The report postulates the Palestinian economy would grow if Palestinians had access to invest in Dead Sea mineral works and tourism, areas that are currently controlled by Israel and could potentially remain in Israel’s possession as part of any bilateral permanent peace agreement.

“Part of the problem is the starting assumption that in the near future, the Palestinians will have their own state,” Plaut told JNS.org. “Economic reports that are meant to prepare the Palestinians for statehood, as opposed to current economic realities, are not helpful.”

The report also looks at agriculture in Israel’s Judea and Samaria communities as an indicator of loss and potential for the Palestinian economy. The report suggests that if Palestinians had access to the fertile ground of Israeli communities—no different than the adjacent grounds of Palestinian-controlled areas A and B—the Palestinians would be able to develop similar agricultural production.

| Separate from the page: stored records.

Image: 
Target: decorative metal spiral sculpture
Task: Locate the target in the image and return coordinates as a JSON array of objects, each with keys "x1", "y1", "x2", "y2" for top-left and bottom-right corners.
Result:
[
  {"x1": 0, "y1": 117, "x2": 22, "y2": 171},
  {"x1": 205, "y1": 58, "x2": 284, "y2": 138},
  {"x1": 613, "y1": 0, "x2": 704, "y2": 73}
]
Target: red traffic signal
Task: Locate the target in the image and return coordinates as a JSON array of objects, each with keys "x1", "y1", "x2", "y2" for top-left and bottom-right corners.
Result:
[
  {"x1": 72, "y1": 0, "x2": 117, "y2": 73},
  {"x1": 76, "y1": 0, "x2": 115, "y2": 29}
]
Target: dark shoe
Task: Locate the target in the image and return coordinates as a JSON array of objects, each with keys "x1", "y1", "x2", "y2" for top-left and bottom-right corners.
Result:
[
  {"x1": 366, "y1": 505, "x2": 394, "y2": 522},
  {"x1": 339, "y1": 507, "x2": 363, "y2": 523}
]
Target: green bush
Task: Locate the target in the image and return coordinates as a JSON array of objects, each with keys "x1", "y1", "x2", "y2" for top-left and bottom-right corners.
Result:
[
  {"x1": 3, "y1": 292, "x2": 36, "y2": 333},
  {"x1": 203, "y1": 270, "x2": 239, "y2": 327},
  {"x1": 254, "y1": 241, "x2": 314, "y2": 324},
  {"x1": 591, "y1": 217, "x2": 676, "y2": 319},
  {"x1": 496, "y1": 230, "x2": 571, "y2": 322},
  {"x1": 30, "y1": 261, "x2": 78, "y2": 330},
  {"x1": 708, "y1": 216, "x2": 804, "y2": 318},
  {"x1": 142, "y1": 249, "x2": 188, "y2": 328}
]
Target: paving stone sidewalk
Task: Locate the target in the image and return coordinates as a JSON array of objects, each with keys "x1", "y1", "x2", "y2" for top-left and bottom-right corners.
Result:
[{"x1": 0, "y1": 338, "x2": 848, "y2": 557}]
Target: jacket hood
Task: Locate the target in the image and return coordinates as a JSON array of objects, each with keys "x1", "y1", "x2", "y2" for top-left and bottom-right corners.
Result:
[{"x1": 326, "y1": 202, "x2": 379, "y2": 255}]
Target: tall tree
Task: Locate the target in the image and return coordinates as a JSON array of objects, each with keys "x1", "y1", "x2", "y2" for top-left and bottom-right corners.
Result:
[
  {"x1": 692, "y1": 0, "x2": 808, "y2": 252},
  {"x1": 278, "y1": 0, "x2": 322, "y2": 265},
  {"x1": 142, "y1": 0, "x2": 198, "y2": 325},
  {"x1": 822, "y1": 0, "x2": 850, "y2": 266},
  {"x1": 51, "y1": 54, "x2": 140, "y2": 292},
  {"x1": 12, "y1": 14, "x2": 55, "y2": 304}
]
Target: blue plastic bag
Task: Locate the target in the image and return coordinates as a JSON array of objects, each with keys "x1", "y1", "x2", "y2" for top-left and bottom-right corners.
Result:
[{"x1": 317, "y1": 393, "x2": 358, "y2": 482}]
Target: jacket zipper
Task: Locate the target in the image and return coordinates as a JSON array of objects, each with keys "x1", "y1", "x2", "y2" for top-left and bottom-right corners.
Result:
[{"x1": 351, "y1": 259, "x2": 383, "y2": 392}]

Yet in 2005, Israel unilaterally withdrew residents from 21 Jewish communities in Gaza and turned over greenhouses that were producing millions of dollars in agricultural exports to local Palestinians. Rather than utilizing the existing infrastructure for economic output, Palestinians destroyed the greenhouses. 

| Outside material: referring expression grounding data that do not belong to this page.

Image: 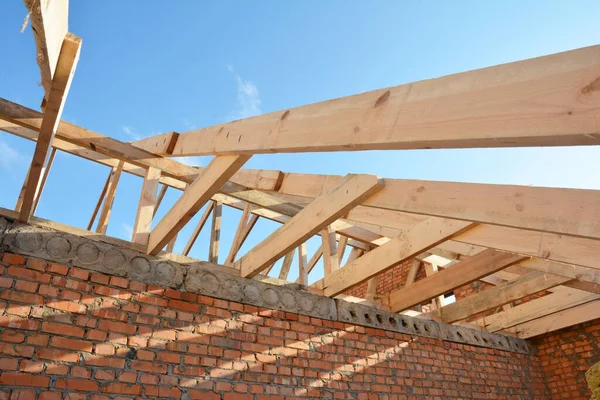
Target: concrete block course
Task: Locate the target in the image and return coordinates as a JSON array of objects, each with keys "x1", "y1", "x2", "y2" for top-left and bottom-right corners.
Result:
[{"x1": 0, "y1": 217, "x2": 532, "y2": 354}]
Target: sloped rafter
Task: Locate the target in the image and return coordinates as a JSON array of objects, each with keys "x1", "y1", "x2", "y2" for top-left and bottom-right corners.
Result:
[
  {"x1": 96, "y1": 161, "x2": 125, "y2": 235},
  {"x1": 388, "y1": 249, "x2": 527, "y2": 313},
  {"x1": 172, "y1": 46, "x2": 600, "y2": 156},
  {"x1": 131, "y1": 132, "x2": 179, "y2": 155},
  {"x1": 515, "y1": 300, "x2": 600, "y2": 338},
  {"x1": 431, "y1": 271, "x2": 571, "y2": 323},
  {"x1": 147, "y1": 155, "x2": 251, "y2": 255},
  {"x1": 182, "y1": 201, "x2": 215, "y2": 257},
  {"x1": 235, "y1": 174, "x2": 385, "y2": 278},
  {"x1": 322, "y1": 218, "x2": 476, "y2": 297},
  {"x1": 18, "y1": 33, "x2": 82, "y2": 221}
]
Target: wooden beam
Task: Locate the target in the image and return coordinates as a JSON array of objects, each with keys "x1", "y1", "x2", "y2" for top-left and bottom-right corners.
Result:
[
  {"x1": 147, "y1": 155, "x2": 250, "y2": 255},
  {"x1": 321, "y1": 225, "x2": 339, "y2": 276},
  {"x1": 131, "y1": 167, "x2": 161, "y2": 245},
  {"x1": 225, "y1": 204, "x2": 253, "y2": 265},
  {"x1": 365, "y1": 276, "x2": 378, "y2": 301},
  {"x1": 131, "y1": 132, "x2": 179, "y2": 155},
  {"x1": 18, "y1": 34, "x2": 81, "y2": 221},
  {"x1": 166, "y1": 234, "x2": 177, "y2": 253},
  {"x1": 278, "y1": 249, "x2": 296, "y2": 280},
  {"x1": 182, "y1": 201, "x2": 215, "y2": 257},
  {"x1": 433, "y1": 271, "x2": 570, "y2": 323},
  {"x1": 337, "y1": 236, "x2": 348, "y2": 264},
  {"x1": 477, "y1": 287, "x2": 599, "y2": 333},
  {"x1": 87, "y1": 170, "x2": 112, "y2": 230},
  {"x1": 343, "y1": 248, "x2": 363, "y2": 267},
  {"x1": 405, "y1": 259, "x2": 421, "y2": 286},
  {"x1": 23, "y1": 0, "x2": 69, "y2": 105},
  {"x1": 173, "y1": 46, "x2": 600, "y2": 156},
  {"x1": 515, "y1": 299, "x2": 600, "y2": 339},
  {"x1": 153, "y1": 185, "x2": 169, "y2": 218},
  {"x1": 235, "y1": 174, "x2": 384, "y2": 278},
  {"x1": 323, "y1": 218, "x2": 475, "y2": 297},
  {"x1": 297, "y1": 243, "x2": 308, "y2": 286},
  {"x1": 279, "y1": 174, "x2": 600, "y2": 241},
  {"x1": 209, "y1": 201, "x2": 222, "y2": 264},
  {"x1": 388, "y1": 249, "x2": 527, "y2": 312},
  {"x1": 31, "y1": 147, "x2": 56, "y2": 214},
  {"x1": 96, "y1": 161, "x2": 125, "y2": 235},
  {"x1": 424, "y1": 263, "x2": 445, "y2": 309}
]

Today, the former Jewish communities of Gaza are known more for their use as launching pads for rockets against Israeli cities than for Palestinian agricultural output. 

Many in Israel believe that should Israel withdraw from territories it controls in Judea and Samaria, those territories would suffer the same fate as the once-vibrant communities in Gaza.

Rather than holding Palestinians accountable for nontransparent governance, misappropriation of foreign donations and the consistent promotion of terror that has led Israel to taking severe security measures, the report blames Israel for the potential effect such measures might have on a Palestinian economy. 

In response to the report, Israeli Foreign Ministry spokesperson Yigal Palmor states, “It postulates an abstract economy which is detached from all political and security aspects, unrelated to regional and global trends, and therefore totally unrealistic.” 

“Pretending that all these key factors do not exist, or do not influence heavily the Palestinian economy, makes for a particularly partial rendering of the actual situation,” Palmor says.

One particular security measure that drew the attention of the report is checkpoints—barriers designed to curb the flow of terrorists and weapons from Palestinian communities into Israeli villages.

“It’s not the checkpoints, it’s the terrorism,” Plaut told JNS.org. “If somebody doesn’t like the economic damage caused by checkpoints, then the first thing that should be done is to stop the terrorism.”

In the same week the World Bank report was released, a Palestinian from the town of al-Bireh broke through security apparatus into the neighboring Jewish community of Psagot and shot a 9-year-old Israeli girl in the neck at point-blank range.

According to Plaut, Palestinians would be the first to benefit from a cessation of terror. 

“If we talk strictly about economics, the policy that is best for Palestinians is free trade with Israel. Any barriers to economic trade hurt both sides. In the absence of terrorism, Israel has no reason to withhold the trading of resources or commodities,” he says.

While the World Bank report attempts to calculate the effects that Israeli security arrangements have on the Palestinian economy, it fails to consider the economic impact that expensive round-the-clock security measures have on the Israeli economy, Plaut believes.

“The costs are probably higher to Israelis, but Israel can afford it. Israel is a well-developed, prosperous country, whereas the Palestinian economy is underdeveloped,” he says.

In Plaut’s estimation, the primary recipient of blame for Palestinian economic incompetence should be the Palestinian Authority itself.

“If you would take away the foreign aid, the standard of living for Palestinians would drop down to third-world levels, similar to what we currently see in Jordan,” he says. “Palestinians in the West Bank, and particularly in Gaza, are living under a cleptocracy, governed by Fatah and Hamas. Economic prosperity for Palestinians is not necessarily an Israeli issue.”